На методы ведения войны врагом король реагировал с гневным презрением. Потопление безоружных торговых судов вызвало у него такое замечание: «Просто отвратительно, что офицеры флота могут делать подобные вещи». А беспорядочные бомбардировки гражданских объектов цеппелинами он называл «чистой воды убийством». Вместе с тем король отвергал любые предложения отплатить немцам той же монетой. Стамфордхэм от его имени писал премьер-министру:

«Король не меньше других испытывает отвращение к поведению германцев в этой войне; тем не менее он резко возражает против любых мер возмездия; он надеется, что в конце войны мы предстанем перед всем миром как страна, которая вела себя с максимально возможной гуманностью и поступала по-джентльменски».

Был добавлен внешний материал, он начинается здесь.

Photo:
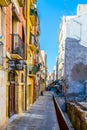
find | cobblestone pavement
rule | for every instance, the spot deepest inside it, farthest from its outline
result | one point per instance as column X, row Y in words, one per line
column 40, row 116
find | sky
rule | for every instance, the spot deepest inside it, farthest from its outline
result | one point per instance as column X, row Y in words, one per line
column 50, row 14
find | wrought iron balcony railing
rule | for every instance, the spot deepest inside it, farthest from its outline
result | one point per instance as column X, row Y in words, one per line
column 17, row 45
column 33, row 15
column 32, row 69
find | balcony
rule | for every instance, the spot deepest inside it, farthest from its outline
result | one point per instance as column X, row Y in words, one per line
column 5, row 3
column 18, row 51
column 21, row 2
column 33, row 43
column 33, row 16
column 32, row 69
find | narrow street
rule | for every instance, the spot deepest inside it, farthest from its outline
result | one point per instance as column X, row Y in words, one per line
column 40, row 116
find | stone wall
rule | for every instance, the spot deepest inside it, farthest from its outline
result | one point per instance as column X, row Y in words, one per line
column 75, row 68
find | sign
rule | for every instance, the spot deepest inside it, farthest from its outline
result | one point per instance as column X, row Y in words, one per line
column 15, row 64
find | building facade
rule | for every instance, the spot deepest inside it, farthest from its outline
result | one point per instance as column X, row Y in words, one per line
column 72, row 51
column 19, row 52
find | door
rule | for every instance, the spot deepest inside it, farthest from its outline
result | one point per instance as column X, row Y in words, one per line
column 11, row 100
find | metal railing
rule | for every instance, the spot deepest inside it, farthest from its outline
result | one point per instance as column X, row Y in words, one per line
column 17, row 45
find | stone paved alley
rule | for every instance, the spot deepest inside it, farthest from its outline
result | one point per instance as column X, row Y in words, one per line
column 40, row 116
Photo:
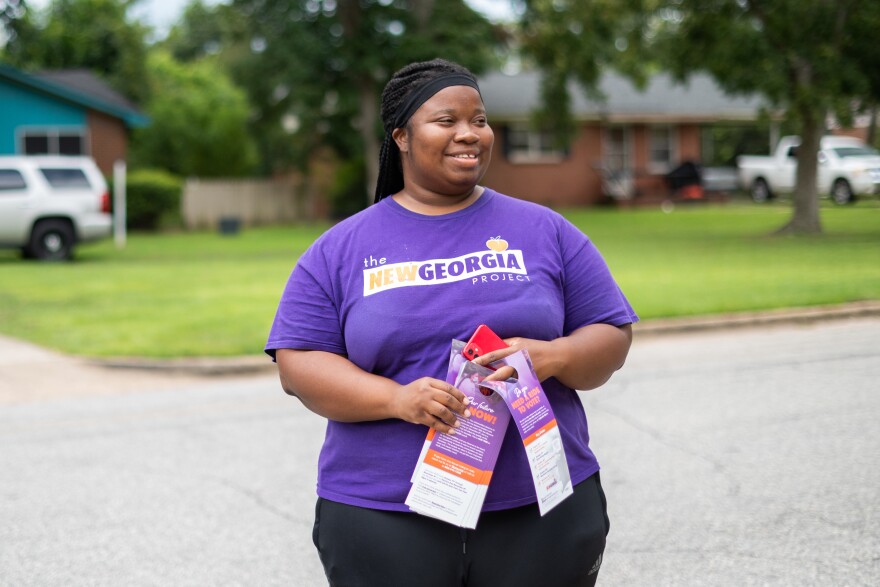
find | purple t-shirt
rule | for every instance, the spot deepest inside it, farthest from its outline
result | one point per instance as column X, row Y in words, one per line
column 391, row 289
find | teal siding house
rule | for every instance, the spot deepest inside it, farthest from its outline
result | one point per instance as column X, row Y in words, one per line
column 65, row 112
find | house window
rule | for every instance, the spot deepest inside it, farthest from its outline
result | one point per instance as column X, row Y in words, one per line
column 616, row 148
column 54, row 142
column 661, row 156
column 525, row 145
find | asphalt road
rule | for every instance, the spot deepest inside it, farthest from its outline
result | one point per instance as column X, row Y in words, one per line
column 740, row 457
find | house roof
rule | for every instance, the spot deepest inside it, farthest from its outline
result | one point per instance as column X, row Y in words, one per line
column 80, row 87
column 699, row 99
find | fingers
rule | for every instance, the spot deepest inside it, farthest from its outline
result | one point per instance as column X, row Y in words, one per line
column 494, row 356
column 502, row 374
column 433, row 403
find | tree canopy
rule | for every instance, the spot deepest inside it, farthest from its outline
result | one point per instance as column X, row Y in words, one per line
column 199, row 121
column 92, row 34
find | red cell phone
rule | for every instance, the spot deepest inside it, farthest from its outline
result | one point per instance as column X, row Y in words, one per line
column 483, row 341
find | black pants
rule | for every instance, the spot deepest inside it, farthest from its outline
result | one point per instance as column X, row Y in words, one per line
column 375, row 548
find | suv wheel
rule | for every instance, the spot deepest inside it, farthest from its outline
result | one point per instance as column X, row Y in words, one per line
column 51, row 240
column 841, row 192
column 760, row 191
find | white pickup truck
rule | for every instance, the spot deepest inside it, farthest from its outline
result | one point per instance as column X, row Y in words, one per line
column 48, row 204
column 847, row 168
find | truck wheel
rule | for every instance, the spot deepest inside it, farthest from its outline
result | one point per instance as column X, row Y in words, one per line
column 760, row 191
column 841, row 192
column 52, row 240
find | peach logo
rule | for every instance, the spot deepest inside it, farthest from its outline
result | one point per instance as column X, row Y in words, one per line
column 497, row 244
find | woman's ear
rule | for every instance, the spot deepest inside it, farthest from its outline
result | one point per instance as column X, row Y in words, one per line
column 401, row 138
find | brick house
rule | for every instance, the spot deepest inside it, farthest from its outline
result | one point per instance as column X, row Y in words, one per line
column 66, row 112
column 626, row 145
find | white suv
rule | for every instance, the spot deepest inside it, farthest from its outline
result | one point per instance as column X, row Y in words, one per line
column 50, row 203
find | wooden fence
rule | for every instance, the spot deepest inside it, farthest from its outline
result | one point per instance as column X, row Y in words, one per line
column 246, row 202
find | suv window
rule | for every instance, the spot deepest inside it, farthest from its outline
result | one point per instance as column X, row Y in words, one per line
column 11, row 179
column 65, row 177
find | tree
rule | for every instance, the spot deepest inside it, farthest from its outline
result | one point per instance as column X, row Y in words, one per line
column 92, row 34
column 315, row 69
column 790, row 51
column 861, row 48
column 576, row 40
column 11, row 11
column 199, row 121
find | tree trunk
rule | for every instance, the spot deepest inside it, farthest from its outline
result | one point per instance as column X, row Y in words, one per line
column 351, row 16
column 872, row 125
column 805, row 200
column 368, row 117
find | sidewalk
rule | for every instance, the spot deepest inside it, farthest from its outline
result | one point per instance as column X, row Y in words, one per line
column 31, row 373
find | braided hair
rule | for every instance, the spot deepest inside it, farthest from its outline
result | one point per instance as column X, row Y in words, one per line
column 395, row 101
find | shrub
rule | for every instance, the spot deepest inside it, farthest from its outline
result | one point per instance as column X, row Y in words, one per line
column 151, row 196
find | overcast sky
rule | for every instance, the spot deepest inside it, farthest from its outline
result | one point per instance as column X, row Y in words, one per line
column 161, row 14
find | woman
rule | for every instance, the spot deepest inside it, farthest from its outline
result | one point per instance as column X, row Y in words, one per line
column 362, row 336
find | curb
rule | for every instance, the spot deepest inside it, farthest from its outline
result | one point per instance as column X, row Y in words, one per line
column 261, row 364
column 807, row 315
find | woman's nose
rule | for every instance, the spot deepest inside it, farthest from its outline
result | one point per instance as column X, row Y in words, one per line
column 466, row 134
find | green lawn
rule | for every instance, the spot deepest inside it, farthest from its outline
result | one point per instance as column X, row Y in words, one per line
column 204, row 294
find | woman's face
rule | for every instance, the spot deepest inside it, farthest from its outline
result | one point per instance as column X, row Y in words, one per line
column 447, row 145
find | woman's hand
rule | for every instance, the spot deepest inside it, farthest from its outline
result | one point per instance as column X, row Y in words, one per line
column 332, row 386
column 585, row 359
column 540, row 352
column 433, row 403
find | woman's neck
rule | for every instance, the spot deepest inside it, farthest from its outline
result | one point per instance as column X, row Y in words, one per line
column 436, row 204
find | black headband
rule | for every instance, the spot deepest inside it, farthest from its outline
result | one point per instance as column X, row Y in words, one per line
column 424, row 93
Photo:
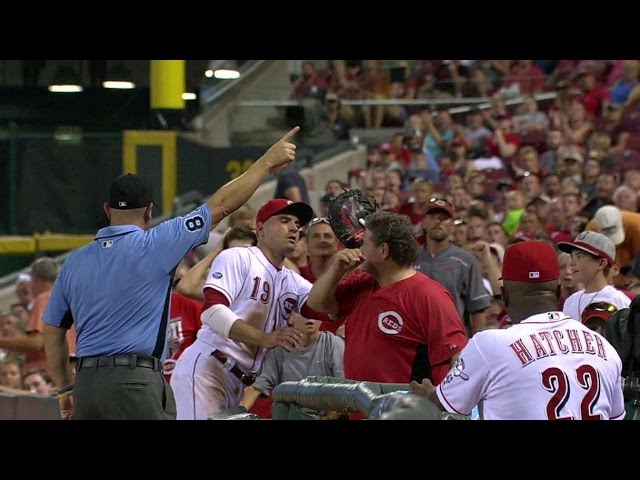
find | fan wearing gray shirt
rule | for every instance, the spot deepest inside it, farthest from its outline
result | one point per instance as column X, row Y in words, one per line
column 321, row 354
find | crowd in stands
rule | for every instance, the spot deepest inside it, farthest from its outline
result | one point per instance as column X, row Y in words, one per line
column 533, row 170
column 517, row 170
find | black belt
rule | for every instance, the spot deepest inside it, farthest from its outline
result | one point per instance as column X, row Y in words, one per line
column 130, row 360
column 245, row 378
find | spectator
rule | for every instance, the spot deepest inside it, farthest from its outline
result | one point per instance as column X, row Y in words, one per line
column 568, row 283
column 417, row 332
column 453, row 267
column 623, row 229
column 625, row 198
column 591, row 259
column 310, row 85
column 319, row 354
column 549, row 159
column 43, row 275
column 622, row 88
column 291, row 186
column 333, row 117
column 23, row 290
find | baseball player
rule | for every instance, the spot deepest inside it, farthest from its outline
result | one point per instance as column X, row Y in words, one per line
column 249, row 297
column 116, row 291
column 547, row 366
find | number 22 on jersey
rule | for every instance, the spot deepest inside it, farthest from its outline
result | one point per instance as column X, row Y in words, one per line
column 556, row 381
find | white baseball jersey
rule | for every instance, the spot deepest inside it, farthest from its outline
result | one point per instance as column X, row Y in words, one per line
column 575, row 304
column 548, row 366
column 258, row 293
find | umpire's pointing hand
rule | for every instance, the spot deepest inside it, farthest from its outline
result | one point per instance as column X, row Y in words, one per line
column 282, row 152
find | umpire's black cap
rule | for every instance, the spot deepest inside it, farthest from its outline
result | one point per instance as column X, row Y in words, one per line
column 130, row 191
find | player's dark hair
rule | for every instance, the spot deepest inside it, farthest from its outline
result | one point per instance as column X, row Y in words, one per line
column 396, row 231
column 241, row 232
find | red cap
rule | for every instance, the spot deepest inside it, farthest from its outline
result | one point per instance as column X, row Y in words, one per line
column 531, row 262
column 279, row 206
column 440, row 204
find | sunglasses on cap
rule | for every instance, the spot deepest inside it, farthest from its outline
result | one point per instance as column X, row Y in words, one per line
column 601, row 307
column 317, row 220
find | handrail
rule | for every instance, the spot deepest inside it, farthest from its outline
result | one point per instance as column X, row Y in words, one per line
column 11, row 278
column 213, row 93
column 387, row 101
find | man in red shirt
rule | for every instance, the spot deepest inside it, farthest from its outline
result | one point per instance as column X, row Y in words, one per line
column 402, row 325
column 184, row 323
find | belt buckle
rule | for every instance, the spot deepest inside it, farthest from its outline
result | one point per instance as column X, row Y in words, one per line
column 247, row 379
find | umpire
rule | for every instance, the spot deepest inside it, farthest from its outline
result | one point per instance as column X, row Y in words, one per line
column 117, row 289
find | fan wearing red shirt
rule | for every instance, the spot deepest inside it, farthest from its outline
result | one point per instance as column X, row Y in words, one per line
column 402, row 325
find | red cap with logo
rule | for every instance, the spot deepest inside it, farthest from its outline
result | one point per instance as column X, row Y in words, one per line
column 281, row 206
column 531, row 262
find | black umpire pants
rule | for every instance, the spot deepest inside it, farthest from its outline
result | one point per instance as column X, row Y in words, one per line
column 122, row 387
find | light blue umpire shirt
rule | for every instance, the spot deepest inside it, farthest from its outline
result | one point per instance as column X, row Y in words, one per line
column 117, row 288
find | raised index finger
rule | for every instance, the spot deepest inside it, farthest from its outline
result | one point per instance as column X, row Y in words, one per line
column 290, row 134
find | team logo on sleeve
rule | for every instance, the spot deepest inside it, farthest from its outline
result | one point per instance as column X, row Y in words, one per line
column 194, row 224
column 457, row 370
column 390, row 322
column 288, row 304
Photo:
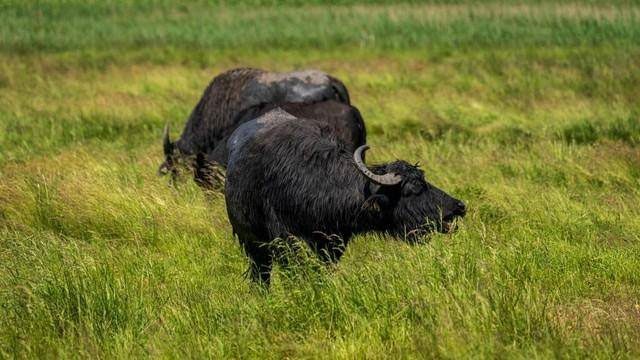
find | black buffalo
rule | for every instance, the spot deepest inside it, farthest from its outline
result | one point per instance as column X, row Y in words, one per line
column 333, row 117
column 216, row 115
column 285, row 177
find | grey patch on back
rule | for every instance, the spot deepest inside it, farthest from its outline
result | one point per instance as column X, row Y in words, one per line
column 298, row 86
column 250, row 129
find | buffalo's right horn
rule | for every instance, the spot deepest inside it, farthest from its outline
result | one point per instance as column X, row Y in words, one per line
column 166, row 141
column 386, row 179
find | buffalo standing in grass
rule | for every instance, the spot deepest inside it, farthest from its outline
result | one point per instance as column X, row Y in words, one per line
column 286, row 177
column 216, row 115
column 333, row 117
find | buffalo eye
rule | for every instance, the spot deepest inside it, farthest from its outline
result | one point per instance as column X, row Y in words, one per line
column 411, row 189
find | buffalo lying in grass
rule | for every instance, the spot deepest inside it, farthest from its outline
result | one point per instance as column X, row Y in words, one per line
column 229, row 94
column 286, row 177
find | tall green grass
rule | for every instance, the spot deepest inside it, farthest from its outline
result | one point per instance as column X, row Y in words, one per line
column 29, row 27
column 527, row 111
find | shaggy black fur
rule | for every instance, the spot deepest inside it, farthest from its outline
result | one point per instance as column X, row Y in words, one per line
column 216, row 114
column 333, row 117
column 285, row 177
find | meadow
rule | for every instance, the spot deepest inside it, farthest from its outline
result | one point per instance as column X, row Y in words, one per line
column 529, row 111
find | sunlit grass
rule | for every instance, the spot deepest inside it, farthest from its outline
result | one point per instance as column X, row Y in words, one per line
column 100, row 258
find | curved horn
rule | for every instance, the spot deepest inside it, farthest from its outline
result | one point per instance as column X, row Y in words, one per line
column 386, row 179
column 166, row 141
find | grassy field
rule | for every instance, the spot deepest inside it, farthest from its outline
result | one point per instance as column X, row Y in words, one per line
column 528, row 111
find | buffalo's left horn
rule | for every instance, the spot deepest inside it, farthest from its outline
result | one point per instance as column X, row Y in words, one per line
column 386, row 179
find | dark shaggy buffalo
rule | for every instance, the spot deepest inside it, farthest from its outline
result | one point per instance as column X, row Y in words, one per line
column 333, row 117
column 216, row 114
column 285, row 177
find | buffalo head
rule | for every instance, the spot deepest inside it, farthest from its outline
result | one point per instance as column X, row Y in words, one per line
column 408, row 205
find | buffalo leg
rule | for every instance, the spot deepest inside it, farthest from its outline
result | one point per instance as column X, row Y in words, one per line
column 261, row 262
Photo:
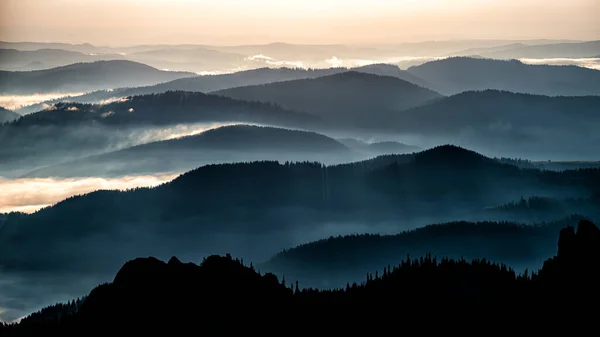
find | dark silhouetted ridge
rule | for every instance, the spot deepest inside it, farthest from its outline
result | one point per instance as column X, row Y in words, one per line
column 458, row 74
column 148, row 294
column 8, row 115
column 346, row 98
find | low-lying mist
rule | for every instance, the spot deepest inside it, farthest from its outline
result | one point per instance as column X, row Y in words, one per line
column 13, row 102
column 28, row 195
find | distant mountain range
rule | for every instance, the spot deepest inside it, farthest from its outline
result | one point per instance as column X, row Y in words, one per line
column 553, row 50
column 210, row 208
column 205, row 83
column 237, row 143
column 530, row 126
column 66, row 131
column 29, row 60
column 378, row 148
column 82, row 77
column 347, row 98
column 447, row 76
column 332, row 262
column 8, row 115
column 458, row 74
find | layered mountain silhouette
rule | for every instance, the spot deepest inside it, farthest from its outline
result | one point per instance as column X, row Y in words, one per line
column 148, row 290
column 383, row 69
column 538, row 209
column 552, row 50
column 195, row 59
column 378, row 148
column 347, row 98
column 260, row 199
column 205, row 83
column 81, row 77
column 46, row 58
column 237, row 143
column 67, row 131
column 458, row 74
column 560, row 128
column 8, row 115
column 332, row 262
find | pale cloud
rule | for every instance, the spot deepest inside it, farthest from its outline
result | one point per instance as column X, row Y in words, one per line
column 592, row 63
column 48, row 107
column 269, row 61
column 107, row 114
column 17, row 101
column 334, row 62
column 260, row 57
column 31, row 194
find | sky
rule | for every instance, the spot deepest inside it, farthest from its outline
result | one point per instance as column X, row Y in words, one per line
column 231, row 22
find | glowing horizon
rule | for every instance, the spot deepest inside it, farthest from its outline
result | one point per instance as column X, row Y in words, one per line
column 230, row 22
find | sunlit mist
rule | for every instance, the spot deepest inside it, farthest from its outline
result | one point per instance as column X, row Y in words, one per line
column 31, row 194
column 17, row 101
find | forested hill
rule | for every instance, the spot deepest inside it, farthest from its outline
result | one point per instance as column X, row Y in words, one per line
column 82, row 77
column 149, row 290
column 346, row 98
column 262, row 198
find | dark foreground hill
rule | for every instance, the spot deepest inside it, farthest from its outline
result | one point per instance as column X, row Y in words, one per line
column 236, row 143
column 148, row 294
column 330, row 263
column 82, row 77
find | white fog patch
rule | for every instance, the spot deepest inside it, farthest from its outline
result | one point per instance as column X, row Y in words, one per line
column 269, row 61
column 107, row 114
column 592, row 63
column 334, row 62
column 31, row 194
column 48, row 107
column 14, row 102
column 401, row 61
column 258, row 57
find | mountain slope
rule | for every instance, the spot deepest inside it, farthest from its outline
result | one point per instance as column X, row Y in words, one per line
column 393, row 71
column 566, row 280
column 347, row 98
column 270, row 206
column 67, row 131
column 205, row 83
column 378, row 148
column 197, row 59
column 7, row 115
column 334, row 261
column 18, row 60
column 554, row 50
column 509, row 124
column 84, row 77
column 458, row 74
column 237, row 143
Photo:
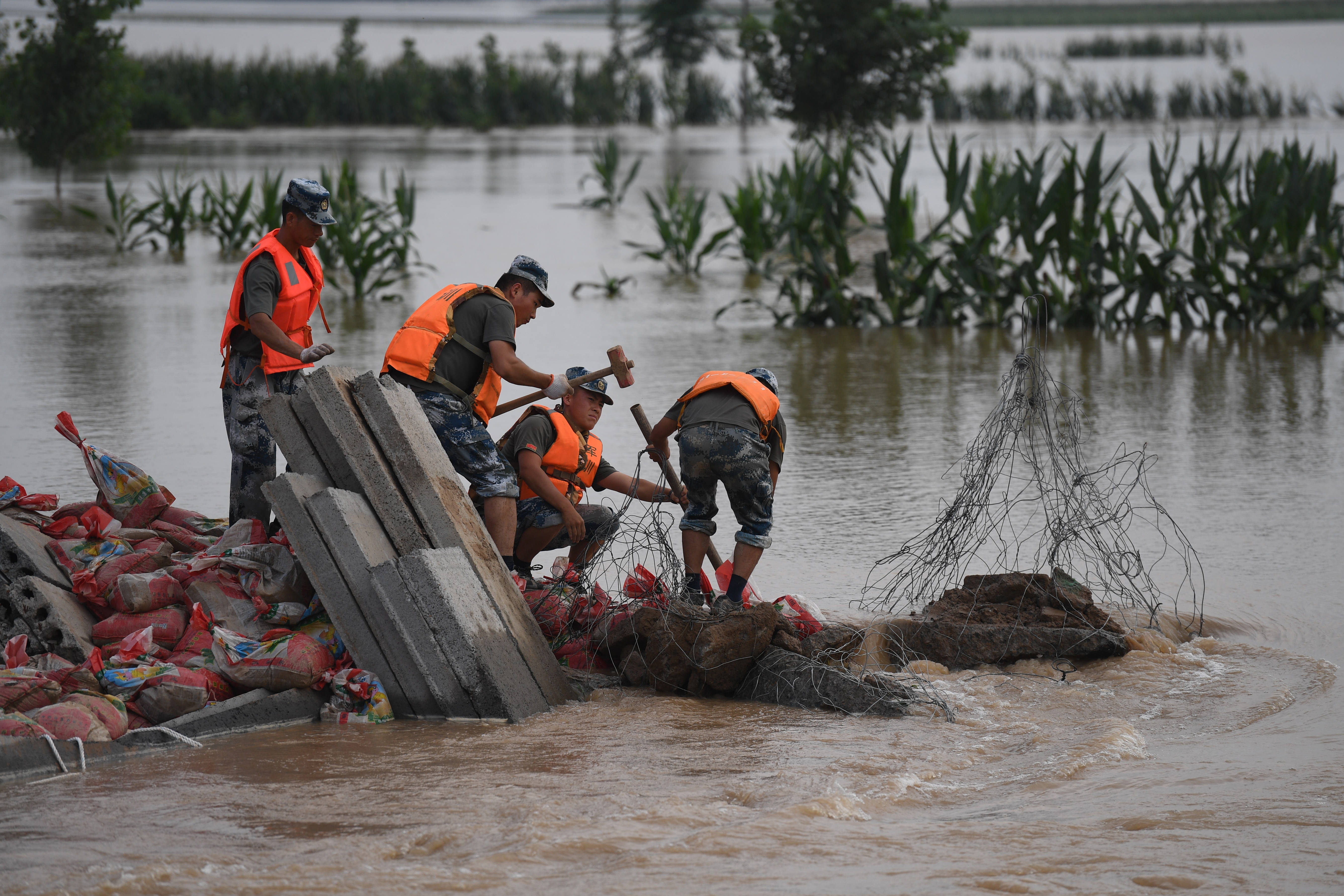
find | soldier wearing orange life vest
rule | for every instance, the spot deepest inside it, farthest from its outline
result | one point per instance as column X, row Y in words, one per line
column 455, row 353
column 732, row 433
column 558, row 459
column 268, row 339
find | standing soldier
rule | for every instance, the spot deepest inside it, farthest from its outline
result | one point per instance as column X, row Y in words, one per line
column 732, row 433
column 455, row 351
column 268, row 340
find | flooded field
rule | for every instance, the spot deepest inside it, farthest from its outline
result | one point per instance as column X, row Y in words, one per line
column 1217, row 765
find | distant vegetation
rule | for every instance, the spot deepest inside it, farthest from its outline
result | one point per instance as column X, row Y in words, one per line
column 1225, row 242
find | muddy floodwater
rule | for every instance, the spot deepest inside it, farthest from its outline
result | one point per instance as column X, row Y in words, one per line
column 1214, row 765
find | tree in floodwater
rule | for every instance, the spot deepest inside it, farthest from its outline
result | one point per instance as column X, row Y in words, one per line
column 850, row 65
column 68, row 89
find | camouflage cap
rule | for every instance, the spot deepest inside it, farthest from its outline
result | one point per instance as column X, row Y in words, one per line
column 311, row 199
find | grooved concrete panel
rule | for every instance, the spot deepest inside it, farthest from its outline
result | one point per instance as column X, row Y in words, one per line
column 448, row 518
column 417, row 629
column 52, row 617
column 236, row 616
column 287, row 495
column 330, row 392
column 292, row 439
column 23, row 551
column 358, row 543
column 323, row 441
column 474, row 639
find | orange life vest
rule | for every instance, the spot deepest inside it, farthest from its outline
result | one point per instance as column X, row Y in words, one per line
column 572, row 463
column 417, row 346
column 764, row 402
column 300, row 293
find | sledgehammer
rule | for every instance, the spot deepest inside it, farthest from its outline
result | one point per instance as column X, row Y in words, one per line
column 620, row 367
column 674, row 480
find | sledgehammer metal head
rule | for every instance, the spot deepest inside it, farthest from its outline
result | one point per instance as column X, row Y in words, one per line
column 620, row 367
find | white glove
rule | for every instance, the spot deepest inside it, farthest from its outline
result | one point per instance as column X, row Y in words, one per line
column 315, row 353
column 560, row 388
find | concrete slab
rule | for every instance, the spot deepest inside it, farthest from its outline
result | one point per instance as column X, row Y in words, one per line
column 52, row 617
column 232, row 613
column 330, row 390
column 471, row 635
column 448, row 518
column 23, row 551
column 287, row 495
column 416, row 625
column 323, row 441
column 292, row 439
column 358, row 543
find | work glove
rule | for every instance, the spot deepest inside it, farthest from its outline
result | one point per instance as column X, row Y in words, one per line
column 315, row 353
column 560, row 388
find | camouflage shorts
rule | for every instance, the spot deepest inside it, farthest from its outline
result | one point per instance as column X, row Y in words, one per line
column 537, row 514
column 249, row 439
column 470, row 447
column 717, row 453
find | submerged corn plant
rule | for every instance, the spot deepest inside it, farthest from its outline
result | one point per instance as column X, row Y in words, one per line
column 607, row 171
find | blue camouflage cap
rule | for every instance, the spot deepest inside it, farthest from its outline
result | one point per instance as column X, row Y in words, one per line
column 311, row 199
column 767, row 378
column 596, row 386
column 527, row 268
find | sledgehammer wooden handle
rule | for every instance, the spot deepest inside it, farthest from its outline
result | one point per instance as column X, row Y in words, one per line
column 674, row 482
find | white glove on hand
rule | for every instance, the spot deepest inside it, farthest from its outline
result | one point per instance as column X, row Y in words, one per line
column 315, row 353
column 560, row 388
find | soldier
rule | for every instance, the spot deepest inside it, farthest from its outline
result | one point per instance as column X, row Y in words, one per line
column 453, row 353
column 268, row 339
column 732, row 433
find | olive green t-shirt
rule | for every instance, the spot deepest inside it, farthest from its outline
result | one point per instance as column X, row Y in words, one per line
column 261, row 292
column 538, row 435
column 480, row 320
column 726, row 405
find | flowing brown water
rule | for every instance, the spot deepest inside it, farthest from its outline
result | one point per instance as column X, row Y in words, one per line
column 1216, row 763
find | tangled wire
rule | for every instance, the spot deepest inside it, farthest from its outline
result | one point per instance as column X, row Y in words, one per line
column 1029, row 502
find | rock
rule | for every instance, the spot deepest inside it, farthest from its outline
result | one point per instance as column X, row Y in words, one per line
column 787, row 641
column 837, row 643
column 794, row 680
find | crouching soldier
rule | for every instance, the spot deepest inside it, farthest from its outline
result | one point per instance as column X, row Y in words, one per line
column 453, row 353
column 732, row 433
column 268, row 339
column 558, row 459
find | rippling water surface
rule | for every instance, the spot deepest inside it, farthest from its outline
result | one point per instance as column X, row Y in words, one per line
column 1216, row 765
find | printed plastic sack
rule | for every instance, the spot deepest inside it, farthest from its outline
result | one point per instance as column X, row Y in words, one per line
column 111, row 711
column 14, row 495
column 725, row 575
column 289, row 661
column 131, row 495
column 66, row 720
column 17, row 652
column 358, row 698
column 25, row 690
column 172, row 694
column 144, row 592
column 806, row 616
column 168, row 625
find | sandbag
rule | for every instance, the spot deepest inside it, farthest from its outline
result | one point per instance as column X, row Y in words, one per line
column 25, row 690
column 144, row 592
column 289, row 661
column 66, row 720
column 168, row 625
column 172, row 694
column 21, row 726
column 129, row 494
column 111, row 711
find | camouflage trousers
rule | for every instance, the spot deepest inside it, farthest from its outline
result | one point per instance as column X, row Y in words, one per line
column 249, row 440
column 714, row 453
column 470, row 445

Для апреля 1915 г. это было весьма смелое высказывание. Точно так же король отнесся неодобрительно к приказу Адмиралтейства, согласно которому британские торговые суда, чтобы ввести в заблуждение немецкие субмарины, должны были поднимать флаг еще не вступивших в войну Соединенных Штатов. По словам короля, он предпочел бы утонуть под собственным флагом.

Возможно, в своем донкихотстве король зашел слишком далеко. Его сопротивление размыванию норм цивилизованного поведения не ограничивалось такими проблемами, как потопление торговых судов, бомбежки гражданских объектов и дурное обращение с военнопленными. Он возражал и против того, чтобы кайзер и члены его семьи оказались лишены звания почетных командиров британских полков, а их знамена орденов Подвязки были удалены из церкви Святого Георгия в Виндзоре; кроме того, король возражал против лишения противников британских орденов. Для него эти довоенные обмены званиями и лентами являлись частью истории, которую следовало оставить в покое. Королева Александра в письме к сыну лишь выразила широко распространенные чувства его подданных, когда написала: «Хотя я, как правило, не вмешиваюсь, думаю, настало время, когда я должна заговорить… Будет только справедливо, если эти ненавистные германские знамена уберут из нашей священной церкви Святого Георгия в Виндзоре».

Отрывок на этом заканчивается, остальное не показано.